R: Mixture of Gammas Bulk and GPD Tail Extreme Value Mixture...
mgammagpd
R Documentation
Mixture of Gammas Bulk and GPD Tail Extreme Value Mixture Model
Description
Density, cumulative distribution function, quantile function and
random number generation for the extreme value mixture model with mixture of gammas for bulk
distribution upto the threshold and conditional GPD above threshold. The parameters
are the multiple gamma shapes mgshape, scales mgscale and mgweights, threshold u
GPD scale sigmau and shape xi and tail fraction phiu.
mgamma weights (positive) as list or vector (NULL for equi-weighted)
u
threshold
sigmau
scale parameter (positive)
xi
shape parameter
phiu
probability of being above threshold [0, 1] or TRUE
log
logical, if TRUE then log density
q
quantiles
lower.tail
logical, if FALSE then upper tail probabilities
p
cumulative probabilities
n
sample size (positive integer)
Details
Extreme value mixture model combining mixture of gammas for the bulk
below the threshold and GPD for upper tail.
The user can pre-specify phiu permitting a parameterised value for the tail
fraction φ_u. Alternatively, when phiu=TRUE the tail fraction is
estimated as the tail fraction from the mixture of gammas bulk model.
Suppose there are M>=1 gamma components in the mixture model. If you
wish to have a single (scalar) value for each parameter within each of the
M components then these can be input as a vector of length M. If
you wish to input a vector of values for each parameter within each of the
M components, then they are input as a list with each entry the
parameter object for each component (which can either be a scalar or
vector as usual). No matter whether they are input as a vector or list there
must be M elements in mgshape and mgscale, one for each
gamma mixture component. Further, any vectors in the list of parameters must
of the same length of the x, q, p or equal to the sample size n, where
relevant.
If mgweight=NULL then equal weights for each component are assumed. Otherwise,
mgweight must be a list of the same length as mgshape and
mgscale, filled with positive values. In the latter case, the weights are rescaled
to sum to unity.
The cumulative distribution function with tail fraction φ_u defined by the
upper tail fraction of the mixture of gammas bulk model (phiu=TRUE), upto the
threshold 0 < x ≤ u, given by:
F(x) = H(x)
and above the threshold x > u:
F(x) = H(u) + [1 - H(u)] G(x)
where H(x) and G(X) are the mixture of gammas and conditional GPD
cumulative distribution functions.
The cumulative distribution function for pre-specified φ_u, upto the
threshold 0 < x ≤ u, is given by:
F(x) = (1 - φ_u) H(x)/H(u)
and above the threshold x > u:
F(x) = φ_u + [1 - φ_u] G(x)
Notice that these definitions are equivalent when φ_u = 1 - H(u).

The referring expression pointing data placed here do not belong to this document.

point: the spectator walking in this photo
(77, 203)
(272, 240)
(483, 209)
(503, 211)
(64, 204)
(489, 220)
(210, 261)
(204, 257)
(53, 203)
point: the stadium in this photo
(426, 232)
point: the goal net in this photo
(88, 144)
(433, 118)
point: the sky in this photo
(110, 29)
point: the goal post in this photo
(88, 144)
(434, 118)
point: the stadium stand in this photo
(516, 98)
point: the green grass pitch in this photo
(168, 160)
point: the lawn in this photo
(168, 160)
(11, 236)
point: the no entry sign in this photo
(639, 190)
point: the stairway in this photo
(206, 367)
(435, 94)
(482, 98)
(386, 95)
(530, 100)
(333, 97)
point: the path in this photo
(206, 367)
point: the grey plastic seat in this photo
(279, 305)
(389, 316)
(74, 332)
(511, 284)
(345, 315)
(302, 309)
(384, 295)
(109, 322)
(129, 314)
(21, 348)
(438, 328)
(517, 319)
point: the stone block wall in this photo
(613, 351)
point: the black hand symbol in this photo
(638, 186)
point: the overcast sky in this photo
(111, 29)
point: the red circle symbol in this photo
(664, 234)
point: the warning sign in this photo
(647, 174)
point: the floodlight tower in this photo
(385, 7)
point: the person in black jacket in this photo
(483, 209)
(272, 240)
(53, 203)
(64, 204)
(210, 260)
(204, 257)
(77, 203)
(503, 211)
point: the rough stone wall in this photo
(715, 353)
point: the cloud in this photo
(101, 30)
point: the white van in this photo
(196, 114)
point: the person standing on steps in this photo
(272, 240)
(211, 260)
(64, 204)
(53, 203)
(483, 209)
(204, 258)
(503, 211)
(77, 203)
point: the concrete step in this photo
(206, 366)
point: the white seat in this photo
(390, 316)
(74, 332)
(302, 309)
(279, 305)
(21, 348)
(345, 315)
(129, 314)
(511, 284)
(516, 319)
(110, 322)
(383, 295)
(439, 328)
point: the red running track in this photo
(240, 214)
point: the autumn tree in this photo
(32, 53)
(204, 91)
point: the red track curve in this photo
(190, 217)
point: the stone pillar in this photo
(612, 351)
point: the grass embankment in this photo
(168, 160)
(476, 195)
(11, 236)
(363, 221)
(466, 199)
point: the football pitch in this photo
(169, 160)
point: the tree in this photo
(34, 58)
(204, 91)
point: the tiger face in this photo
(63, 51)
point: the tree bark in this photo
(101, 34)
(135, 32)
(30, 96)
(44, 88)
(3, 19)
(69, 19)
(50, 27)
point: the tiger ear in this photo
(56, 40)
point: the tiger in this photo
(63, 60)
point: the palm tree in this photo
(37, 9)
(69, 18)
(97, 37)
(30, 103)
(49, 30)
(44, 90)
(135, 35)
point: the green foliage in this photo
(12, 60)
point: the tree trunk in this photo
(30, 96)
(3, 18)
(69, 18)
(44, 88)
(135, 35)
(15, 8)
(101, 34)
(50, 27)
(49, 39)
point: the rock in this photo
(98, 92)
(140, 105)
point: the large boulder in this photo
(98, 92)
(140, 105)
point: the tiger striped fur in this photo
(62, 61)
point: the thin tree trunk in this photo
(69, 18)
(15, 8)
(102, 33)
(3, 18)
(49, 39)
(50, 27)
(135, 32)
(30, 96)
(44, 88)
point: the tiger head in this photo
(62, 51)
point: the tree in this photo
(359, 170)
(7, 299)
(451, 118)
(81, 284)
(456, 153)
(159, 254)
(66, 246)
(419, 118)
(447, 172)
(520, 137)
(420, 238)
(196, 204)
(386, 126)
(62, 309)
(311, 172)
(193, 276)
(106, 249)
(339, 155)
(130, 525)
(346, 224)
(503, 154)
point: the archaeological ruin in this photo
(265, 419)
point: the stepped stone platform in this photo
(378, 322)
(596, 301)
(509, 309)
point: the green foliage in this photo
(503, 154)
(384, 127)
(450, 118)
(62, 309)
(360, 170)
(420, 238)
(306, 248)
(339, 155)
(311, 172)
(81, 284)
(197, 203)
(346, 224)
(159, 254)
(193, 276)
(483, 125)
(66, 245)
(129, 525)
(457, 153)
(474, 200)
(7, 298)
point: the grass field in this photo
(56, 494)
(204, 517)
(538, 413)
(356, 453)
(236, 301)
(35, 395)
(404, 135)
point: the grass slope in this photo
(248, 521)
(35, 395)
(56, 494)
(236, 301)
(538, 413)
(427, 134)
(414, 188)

The gamma is defined on the non-negative reals, so the threshold must be positive.
Though behaviour at zero depends on the shape (α):
f(0+)=∞ for 0<α<1;
f(0+)=1/β for α=1 (exponential);
f(0+)=0 for α>1;
where β is the scale parameter.
See gammagpd for details of simpler parametric mixture model
with single gamma for bulk component and GPD for upper tail.
Value
dmgammagpd gives the density,
pmgammagpd gives the cumulative distribution function,
qmgammagpd gives the quantile function and
rmgammagpd gives a random sample.
Acknowledgments
Thanks to Daniela Laas, University of St Gallen, Switzerland for reporting various bugs in these functions.
Note
All inputs are vectorised except log and lower.tail, and the gamma mixture
parameters can be vectorised within the list. The main inputs (x, p or q)
and parameters must be either a scalar or a vector. If vectors are provided they must all be
of the same length, and the function will be evaluated for each element of vector. In the case of
rmgammagpd any input vector must be of length n.
Default values are provided for all inputs, except for the fundamentals
x, q and p. The default sample size for
rmgammagpd is 1.
Missing (NA) and Not-a-Number (NaN) values in x,
p and q are passed through as is and infinite values are set to
NA. None of these are not permitted for the parameters.
Error checking of the inputs (e.g. invalid probabilities) is carried out and
will either stop or give warning message as appropriate.
McLachlan, G.J. and Peel, D. (2000). Finite Mixture Models. Wiley.
Scarrott, C.J. and MacDonald, A. (2012). A review of extreme value
threshold estimation and uncertainty quantification. REVSTAT - Statistical
Journal 10(1), 33-59. Available from http://www.ine.pt/revstat/pdf/rs120102.pdf
do Nascimento, F.F., Gamerman, D. and Lopes, H.F. (2011). A semiparametric
Bayesian approach to extreme value estimation. Statistical Computing, 22(2), 661-675.